Hot Spot Parking, an app to help cure the pain of downtown parking, won Startup Weekend New Brunswick in Fredericton yesterday, but I’m not sure that was the biggest news from the event.
The big story really took place Friday evening, when about 70 people entered the event, cramming into a room at the Pond Deshpande Centre at the University of New Brunswick. It wasn’t just students but people from every strata of the New Brunswick startup universe who showed up.
“The event was filled with an amazing energy with numerous people from the community coming in to help,” said Suhaim Abdussamad, who organized the event along with his Startup Kitchen partner Robert Foley. “Coaches from numerous local businesses and startups helped out.
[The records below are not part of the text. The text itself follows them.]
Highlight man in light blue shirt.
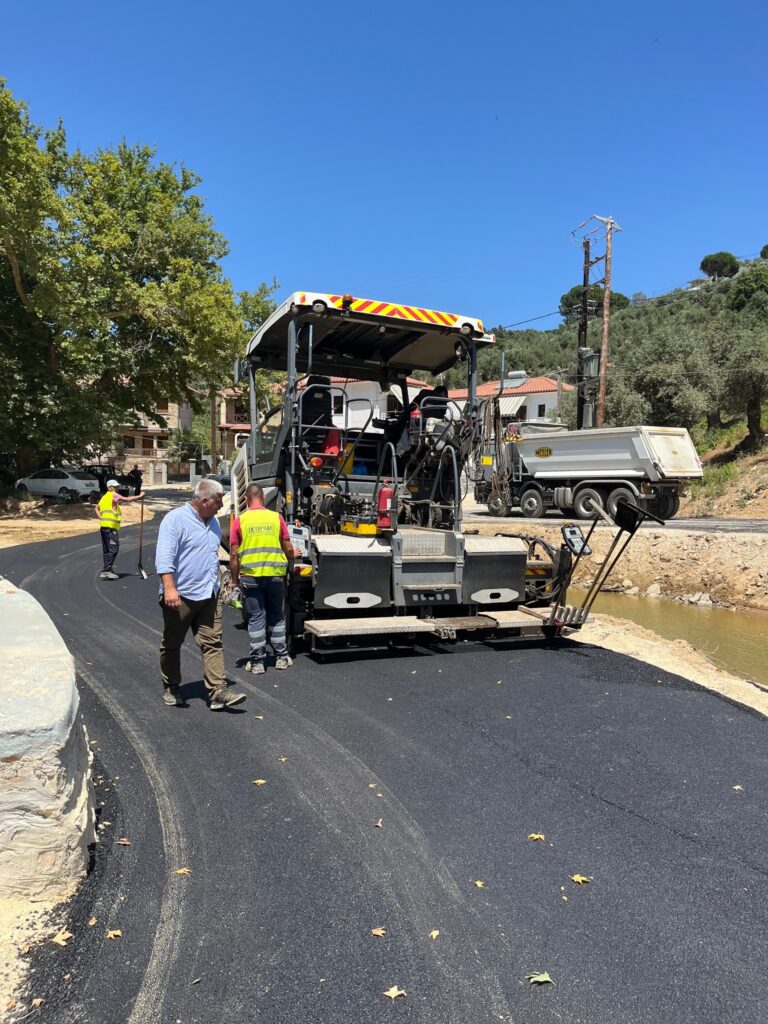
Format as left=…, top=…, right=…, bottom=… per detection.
left=155, top=480, right=246, bottom=711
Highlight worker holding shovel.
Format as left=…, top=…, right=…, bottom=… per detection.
left=95, top=480, right=144, bottom=580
Even local councilors dropped by to give feedback on some ideas.”
Startup Weekend is an international organization that oversees events around the world in which people assemble on a Friday evening, share ideas, divide into teams and see who can come up with the best startup in 54 hours. The head office in Seattle dispatches a facilitator to assist with the event, and in this case it was Sally Ng, a veteran of the Moncton and Fredericton tech scenes. Startup Weekend NB was organized by Startup Kitchen, Tech South East and the Pond Deshpande Centre.
People pitched 26 ideas on Friday night, of which 11 were chosen. And throughout the weekend you could feel the energy and excitement of the process just from reading the tweets coming out of the room. Nicole LeBlanc, the Finance Director at New Brunswick Innovation Foundation, was pleased with the number of women who attended and joined the teams. The organizers also observed Earth Day and everyone coded in the dark for an hour Saturday night.
The winner was Hot Spot Parking, which is an app that can allow people (car owners, merchants or others) to pay parking fees online to ease parking headaches in downtown areas. For example, a merchant in the middle of a sale can pay a customer’s parking online rather than losing the sale because the customer has to go feed the metre. It was the idea of Phillip Curley, a third-year UNB civil engineering student, who received offers for funding from two angels over the weekend.
The second prize went to A.L.I.E., which stands for Artificial Lifestyle Intervention Expert. The company produces software that encourages energetic changes to an individual’s lifestyle, such as grocery-buying habits and other routines. It was the brainchild of Thom Lamb, the CEO and Head Coach at Elite Experience of Fredericton.
MindfulVIBE, an educational project initiated by Chelsea Wilson, captured the third prize.
Startup Weekend capped off the successful East Coast Startup Week, which also featured the NBIF’s Breakthru Dinner and the Launch36 DemoDay.